Open kevinli1324 opened 1 year ago
Hello just wanted to mention that I am experiencing this exact issue in my testing as well for large datasets past roughly 1500 data samples.
I have been able to fix this problem by manually evaluating the kernel in the forward pass of my GP class and adding noise to retain PSD,
K = covar_x.to_dense();
return MultivariateNormal(mean_x, K + noise* torch.eye(K.shape[0]).to(self.device))
However, this likely scales poorly and looses the benefits of the LazyTensor
abstraction.
hmm @activatedgeek is this because of a change in gpytorch perhaps? Do we need to put version restrictions on it if we have not done so already?
I had a look into it. I think it may be from some implicit assumptions LazyTensors being extendible to batch objects with bs (1) with _unsqueeze_batch in the GPyTorch internals but I'm checking with those folks now. I believe it only triggers for large sample size because CG + SLQ is only used vs Cholesky at sufficiently high problem size, and this unsqueeze_batch is called when constructing the preconditioner to use with CG.
It appears that making the following changes to SquareLattice in bilateral_kernel.py at least get the code to run (reshapes in case x has a batch dimension). (Note that with the dimensional assert statements commented back in, the error is caught in the unsqueeze_batch functionality).

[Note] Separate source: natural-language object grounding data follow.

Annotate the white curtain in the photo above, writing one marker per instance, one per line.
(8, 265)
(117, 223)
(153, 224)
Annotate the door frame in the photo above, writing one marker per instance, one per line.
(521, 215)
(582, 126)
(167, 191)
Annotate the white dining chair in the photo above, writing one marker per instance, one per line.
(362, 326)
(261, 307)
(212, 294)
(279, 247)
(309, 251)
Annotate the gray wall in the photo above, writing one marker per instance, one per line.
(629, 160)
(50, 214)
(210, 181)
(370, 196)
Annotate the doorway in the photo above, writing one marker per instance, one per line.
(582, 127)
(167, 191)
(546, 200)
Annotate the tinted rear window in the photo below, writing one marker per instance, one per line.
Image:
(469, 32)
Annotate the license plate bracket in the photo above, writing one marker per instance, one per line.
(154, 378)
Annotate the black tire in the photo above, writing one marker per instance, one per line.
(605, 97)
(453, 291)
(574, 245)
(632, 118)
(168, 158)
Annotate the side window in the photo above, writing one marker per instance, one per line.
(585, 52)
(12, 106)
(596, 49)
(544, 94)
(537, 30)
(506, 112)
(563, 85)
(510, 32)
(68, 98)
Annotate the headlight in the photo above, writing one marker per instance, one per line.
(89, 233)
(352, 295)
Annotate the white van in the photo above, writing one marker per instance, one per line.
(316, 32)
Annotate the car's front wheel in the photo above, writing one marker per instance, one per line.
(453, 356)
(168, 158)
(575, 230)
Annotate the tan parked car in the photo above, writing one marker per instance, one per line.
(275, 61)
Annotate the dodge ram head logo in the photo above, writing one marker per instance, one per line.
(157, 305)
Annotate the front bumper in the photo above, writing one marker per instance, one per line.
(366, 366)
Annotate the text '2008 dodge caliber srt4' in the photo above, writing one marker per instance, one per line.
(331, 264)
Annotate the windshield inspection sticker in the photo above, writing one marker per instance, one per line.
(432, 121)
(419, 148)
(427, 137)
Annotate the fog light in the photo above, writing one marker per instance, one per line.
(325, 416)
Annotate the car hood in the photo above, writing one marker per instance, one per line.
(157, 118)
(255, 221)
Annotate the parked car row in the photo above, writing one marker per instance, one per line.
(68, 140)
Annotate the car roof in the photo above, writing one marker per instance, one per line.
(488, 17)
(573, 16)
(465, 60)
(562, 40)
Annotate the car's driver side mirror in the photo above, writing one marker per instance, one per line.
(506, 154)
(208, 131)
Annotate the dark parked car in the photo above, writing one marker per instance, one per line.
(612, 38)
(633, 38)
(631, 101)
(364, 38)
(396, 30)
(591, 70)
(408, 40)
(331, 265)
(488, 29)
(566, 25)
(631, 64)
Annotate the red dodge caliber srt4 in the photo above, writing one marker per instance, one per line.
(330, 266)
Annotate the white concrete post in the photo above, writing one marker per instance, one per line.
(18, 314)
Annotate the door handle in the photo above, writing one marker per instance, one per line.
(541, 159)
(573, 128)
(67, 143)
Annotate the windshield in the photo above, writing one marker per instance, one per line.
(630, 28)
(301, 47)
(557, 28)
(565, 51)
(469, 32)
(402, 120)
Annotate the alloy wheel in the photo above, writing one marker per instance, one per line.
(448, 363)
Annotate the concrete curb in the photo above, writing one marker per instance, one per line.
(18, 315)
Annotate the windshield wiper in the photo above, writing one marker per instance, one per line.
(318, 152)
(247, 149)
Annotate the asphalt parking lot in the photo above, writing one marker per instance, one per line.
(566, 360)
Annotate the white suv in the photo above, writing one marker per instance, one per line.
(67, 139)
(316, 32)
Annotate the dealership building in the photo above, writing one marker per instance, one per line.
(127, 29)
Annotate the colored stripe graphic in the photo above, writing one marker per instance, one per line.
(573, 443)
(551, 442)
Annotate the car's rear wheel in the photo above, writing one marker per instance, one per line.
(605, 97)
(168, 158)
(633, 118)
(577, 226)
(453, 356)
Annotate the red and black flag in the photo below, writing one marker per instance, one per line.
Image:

class SquareLazyLattice(LazyTensor):
def __init__(self,x,dkernel=None):
super().__init__(x,dkernel=dkernel)
#assert x.ndim==2, f"No batch (even of size 1) inputs supported, got {x.ndim} with shape {x.shape}"
self.x = x.reshape(*x.shape[-2:])
self.orig_shape = x.shape
self.dkernel=dkernel
def _matmul(self,V):
#assert V.ndim<=2
out = LatticeFilterGeneral.apply(V.reshape(*V.shape[-2:]),self.x,self.dkernel)
return out.reshape(V.shape) # unflatten if there were batch axes
def _size(self):
return torch.Size((*self.orig_shape[:-1],self.x.shape[-2]))
def _transpose_nonbatch(self):
return self
def diag(self):
return torch.ones_like(self.x[...,0])
Once we figure out what's really going one we can push out an update. Let me know if this band aid solves the problem for you guys.
Hi! I was trying to use the library and ran into the error that reads "ValueError: left interp size (torch.Size([20000, 1, 1])) is incompatible with base lazy tensor size (torch.Size([20000, 20000])). Make sure the two have the same number of batch dimensions".
This only happens when I run on data with high-sample size/ dimension. I've modified the code in notebooks/bi_gp_ls.ipynb to replicate the error though the error occurs with different kernel settings. Is there an easy way to fix this, or are there extra steps when dealing with larger datasets? Thanks!